HZ. MELİH GÖKÇEK
Öncelikle
belediyelerin kaynaklarını spor kulüplerine aktarma modasının öncülerinden olan
Sefa Sirmen ve Celal Doğan gibi mümtaz şahsiyetleri şükranla anıyorum. Onlar
sayesinde bazı kendini bilmez belediye başkanları yol, su, elektrik,
kanalizasyon, altyapı, kültür ve benzeri lüzumsuz işler yerine asli görevlerini
öğrendiler.

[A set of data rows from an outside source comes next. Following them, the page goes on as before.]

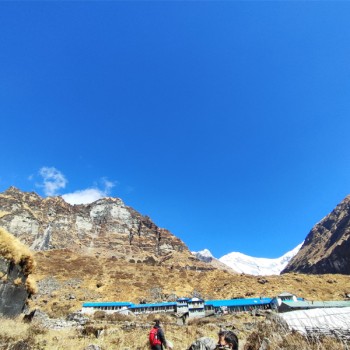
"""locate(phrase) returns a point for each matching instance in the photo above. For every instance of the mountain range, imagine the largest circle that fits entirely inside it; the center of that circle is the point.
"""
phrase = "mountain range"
(109, 228)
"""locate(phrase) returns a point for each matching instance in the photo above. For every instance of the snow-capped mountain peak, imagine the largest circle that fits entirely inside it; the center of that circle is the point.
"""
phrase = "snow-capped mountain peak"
(204, 255)
(258, 266)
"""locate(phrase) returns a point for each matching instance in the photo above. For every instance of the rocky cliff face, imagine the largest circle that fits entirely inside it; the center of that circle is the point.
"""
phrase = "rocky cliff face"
(327, 247)
(106, 227)
(13, 293)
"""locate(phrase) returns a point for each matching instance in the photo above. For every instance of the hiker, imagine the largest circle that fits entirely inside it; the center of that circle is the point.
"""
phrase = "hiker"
(157, 338)
(227, 340)
(203, 343)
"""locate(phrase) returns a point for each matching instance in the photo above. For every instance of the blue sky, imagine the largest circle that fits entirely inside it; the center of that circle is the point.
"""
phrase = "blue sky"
(226, 122)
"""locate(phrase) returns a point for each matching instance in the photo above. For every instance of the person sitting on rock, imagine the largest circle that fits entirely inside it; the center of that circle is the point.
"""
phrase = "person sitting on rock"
(227, 340)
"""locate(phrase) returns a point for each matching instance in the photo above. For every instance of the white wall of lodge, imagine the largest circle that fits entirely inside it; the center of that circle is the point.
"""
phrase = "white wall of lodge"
(191, 308)
(90, 310)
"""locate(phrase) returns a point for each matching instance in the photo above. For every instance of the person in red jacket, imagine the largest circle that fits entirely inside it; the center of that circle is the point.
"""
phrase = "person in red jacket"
(157, 337)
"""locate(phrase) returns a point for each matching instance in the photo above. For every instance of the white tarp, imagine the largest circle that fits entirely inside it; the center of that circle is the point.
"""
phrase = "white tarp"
(330, 319)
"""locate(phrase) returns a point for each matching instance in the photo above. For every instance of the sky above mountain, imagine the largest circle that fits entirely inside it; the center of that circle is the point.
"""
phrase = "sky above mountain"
(225, 121)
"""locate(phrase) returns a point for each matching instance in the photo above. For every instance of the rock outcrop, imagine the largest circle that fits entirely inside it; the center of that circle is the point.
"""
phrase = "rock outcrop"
(107, 226)
(327, 247)
(16, 263)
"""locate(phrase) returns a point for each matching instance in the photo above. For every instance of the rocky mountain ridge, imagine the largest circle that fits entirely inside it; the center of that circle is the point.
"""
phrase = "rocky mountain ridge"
(327, 246)
(105, 227)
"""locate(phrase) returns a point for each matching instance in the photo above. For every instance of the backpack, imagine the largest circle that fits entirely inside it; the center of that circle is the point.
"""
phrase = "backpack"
(153, 337)
(203, 343)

Hikmetine sual olunmaz yüce iblislerim hasbelkader bir gün muhterem
Sirmen ve Doğan ile ıssız ve tenha yerlerde teke tek karşılaşmamızı
lütfeylerse, yanımdan ayırmadığım meşe odunumla kendilerine karşı beslediğim
derin muhabbet ve bağlılık duygularımı sunmaktan imtina etmem. Böylece,
gıllıgışlı erketecilere tapınmayı şiar edinen Reziliazam’ın hürmetinin
nişanesini ebediyete intikal edene dek taşırlar.
Ankaraspor,
Keçiörengücü ve Askispor derken son olarak Ankaragücü’ne boyunduruk vuran
başkent belediye başkanı Melih Gökçek’e Allah zeval vermesin; devletin kasasını
boşaltana kadar esenlikli ve uzun bir ömür sürsün! Âmin! Bir asır önce ücra
köşelerde gizlice futbol oynayan limonatacıları hafiyelerine kovalatan
hünkârlar vardı. Şimdiyse, “Allahtan başkasına hesap vermem,” parolasıyla
hükümranlığını ilan eden Hazreti Melih bin Ahmet Gökçek’i görüyoruz.

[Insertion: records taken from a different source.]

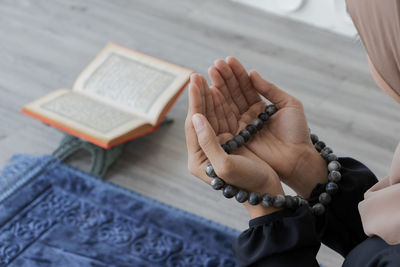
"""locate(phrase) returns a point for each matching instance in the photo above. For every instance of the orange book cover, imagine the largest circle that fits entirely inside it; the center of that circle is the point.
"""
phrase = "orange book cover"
(105, 63)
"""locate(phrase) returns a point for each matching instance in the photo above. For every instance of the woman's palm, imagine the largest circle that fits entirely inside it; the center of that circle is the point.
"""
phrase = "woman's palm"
(283, 139)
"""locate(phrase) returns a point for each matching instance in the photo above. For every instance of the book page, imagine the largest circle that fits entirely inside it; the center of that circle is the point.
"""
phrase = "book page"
(132, 81)
(83, 113)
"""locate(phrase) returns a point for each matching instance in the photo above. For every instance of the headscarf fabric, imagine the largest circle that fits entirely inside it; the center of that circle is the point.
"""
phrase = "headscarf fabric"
(378, 24)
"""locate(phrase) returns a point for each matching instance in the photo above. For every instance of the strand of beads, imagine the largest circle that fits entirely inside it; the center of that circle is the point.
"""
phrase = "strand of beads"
(278, 201)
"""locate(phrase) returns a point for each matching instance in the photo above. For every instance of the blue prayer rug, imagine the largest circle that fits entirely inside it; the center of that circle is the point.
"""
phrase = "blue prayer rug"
(54, 215)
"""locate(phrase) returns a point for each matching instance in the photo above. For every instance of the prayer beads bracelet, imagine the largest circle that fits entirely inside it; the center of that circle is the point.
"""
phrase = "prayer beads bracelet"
(278, 201)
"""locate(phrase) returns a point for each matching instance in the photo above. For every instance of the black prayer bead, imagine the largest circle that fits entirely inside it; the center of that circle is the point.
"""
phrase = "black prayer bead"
(239, 140)
(318, 209)
(271, 110)
(325, 198)
(263, 116)
(226, 148)
(254, 198)
(290, 202)
(325, 152)
(251, 128)
(217, 183)
(245, 134)
(319, 146)
(314, 138)
(267, 200)
(334, 166)
(210, 171)
(303, 202)
(242, 196)
(334, 176)
(232, 145)
(331, 157)
(279, 201)
(230, 191)
(331, 188)
(257, 123)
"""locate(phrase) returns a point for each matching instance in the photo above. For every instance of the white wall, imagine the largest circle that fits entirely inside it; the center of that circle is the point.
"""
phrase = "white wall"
(328, 14)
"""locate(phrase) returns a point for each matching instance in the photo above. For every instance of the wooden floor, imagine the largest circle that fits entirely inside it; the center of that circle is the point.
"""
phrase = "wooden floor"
(45, 44)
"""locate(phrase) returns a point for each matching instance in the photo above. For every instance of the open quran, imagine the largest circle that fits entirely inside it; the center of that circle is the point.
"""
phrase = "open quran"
(121, 95)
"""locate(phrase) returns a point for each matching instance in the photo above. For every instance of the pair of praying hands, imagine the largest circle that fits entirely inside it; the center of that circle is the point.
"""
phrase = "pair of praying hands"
(280, 151)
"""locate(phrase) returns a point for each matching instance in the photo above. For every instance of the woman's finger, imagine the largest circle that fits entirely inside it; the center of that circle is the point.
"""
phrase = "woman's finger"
(233, 85)
(209, 103)
(242, 77)
(218, 99)
(219, 82)
(195, 106)
(271, 92)
(208, 140)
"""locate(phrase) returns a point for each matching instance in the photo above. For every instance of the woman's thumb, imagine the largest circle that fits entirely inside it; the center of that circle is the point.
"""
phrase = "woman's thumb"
(207, 138)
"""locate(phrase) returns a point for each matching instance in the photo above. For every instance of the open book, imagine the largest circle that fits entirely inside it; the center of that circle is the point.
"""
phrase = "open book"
(121, 95)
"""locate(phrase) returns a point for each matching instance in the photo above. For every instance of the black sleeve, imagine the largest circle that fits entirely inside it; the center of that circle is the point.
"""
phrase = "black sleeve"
(283, 238)
(292, 237)
(340, 228)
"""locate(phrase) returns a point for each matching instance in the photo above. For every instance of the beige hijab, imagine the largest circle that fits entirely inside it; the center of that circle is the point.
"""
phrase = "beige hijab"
(378, 23)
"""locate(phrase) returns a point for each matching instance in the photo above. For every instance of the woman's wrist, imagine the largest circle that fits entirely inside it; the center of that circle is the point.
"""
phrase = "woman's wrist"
(310, 171)
(259, 210)
(274, 188)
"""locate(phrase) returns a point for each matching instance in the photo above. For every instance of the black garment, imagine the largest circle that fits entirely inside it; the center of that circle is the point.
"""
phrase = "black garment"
(292, 237)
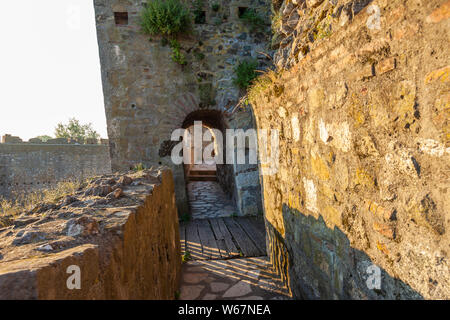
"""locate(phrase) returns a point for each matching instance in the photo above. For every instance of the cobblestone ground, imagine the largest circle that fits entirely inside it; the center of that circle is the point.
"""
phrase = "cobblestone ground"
(208, 200)
(234, 279)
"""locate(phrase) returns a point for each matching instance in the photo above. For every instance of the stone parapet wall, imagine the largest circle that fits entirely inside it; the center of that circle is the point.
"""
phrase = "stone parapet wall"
(124, 242)
(364, 158)
(26, 167)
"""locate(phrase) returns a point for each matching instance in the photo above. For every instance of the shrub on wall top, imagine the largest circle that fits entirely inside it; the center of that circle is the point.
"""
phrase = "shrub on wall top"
(165, 17)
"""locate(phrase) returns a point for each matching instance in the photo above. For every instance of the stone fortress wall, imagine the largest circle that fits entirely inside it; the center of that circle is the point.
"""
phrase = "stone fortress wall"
(32, 165)
(148, 96)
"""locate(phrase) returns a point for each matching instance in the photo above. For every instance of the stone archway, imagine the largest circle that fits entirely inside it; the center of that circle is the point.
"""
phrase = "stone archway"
(210, 187)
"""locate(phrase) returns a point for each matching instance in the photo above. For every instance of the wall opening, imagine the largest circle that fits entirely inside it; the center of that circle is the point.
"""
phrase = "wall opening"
(121, 18)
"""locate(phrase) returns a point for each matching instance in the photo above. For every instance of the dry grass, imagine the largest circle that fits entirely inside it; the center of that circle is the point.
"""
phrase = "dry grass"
(24, 202)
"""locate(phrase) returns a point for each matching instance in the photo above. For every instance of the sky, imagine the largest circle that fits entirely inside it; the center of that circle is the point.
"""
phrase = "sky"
(49, 67)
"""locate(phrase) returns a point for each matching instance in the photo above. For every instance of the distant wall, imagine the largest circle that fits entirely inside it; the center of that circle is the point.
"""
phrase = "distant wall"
(25, 167)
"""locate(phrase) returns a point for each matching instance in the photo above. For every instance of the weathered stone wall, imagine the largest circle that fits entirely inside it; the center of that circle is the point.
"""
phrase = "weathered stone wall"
(148, 96)
(364, 156)
(125, 243)
(25, 166)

Zatıalileri benim indimde evliya mertebesindedir, ayrıyeten son padişahtır.
Kefereden devşirilen medeni yasanın gazabına uğrayan sultanımın haremi yok,
lakin zevcesi ve dahi veletlik devirlerini geride bırakan şehzadeleri var.
Allah nasip ederse, bu memleketin anasını ağlatma işini, yani sevinçten ağlatma
mevzusundan bahsediyorum, onlar devralacaklar. Ankaragücü başkanlığı makamını
bileğinin gücüyle işgal eden yetenek abidesi şehzade Ahmet Gökçek’in huzuruna
çıkabilseydim, en kralından bir temenna çaktıktan sonra bir de kafayı… kısacası
kafasını kullanırsa Ankaragücü’nü Şampiyonlar Ligi’nin finalinde
oynatabileceğini söylemek isterdim, fakat prensipleri gereğince derbeder
hicivcilerle muhatap olmuyorlar.
Ankaraspor,
Süper Lig’e çıkmadan önce maçlarını Keçiören’de yapıyordu. Ben olanca
rezilliğimle tavukgötü büyüklüğündeki tribünde oturabilecek yer arıyordum ama
Allah’ın futbol sahalarındaki elçisi Melih Gökçek, maçlardan önce sahanın
ortasına helikopterle teşrif ediyordu. Avrupa ülkelerinde bir belediye başkanı
bu biçimde davransaydı, “Gel lan buraya, halkın vergileriyle toplanan paraları
hangi hakla çarçur ediyorsun?” diyerek adamı dolandırıcılıktan tutun,
envaiçeşit yolsuzlukla suçlayıp görevden alırlar, büyük olasılıkla hapse
tıkarlardı. Frenk diyarlarında beyhude yaşayan cahil ve cibilliyetsiz
ekselanslara boşuna gâvur demiyoruz; gelsinler, idareimaslahat dersi alsınlar.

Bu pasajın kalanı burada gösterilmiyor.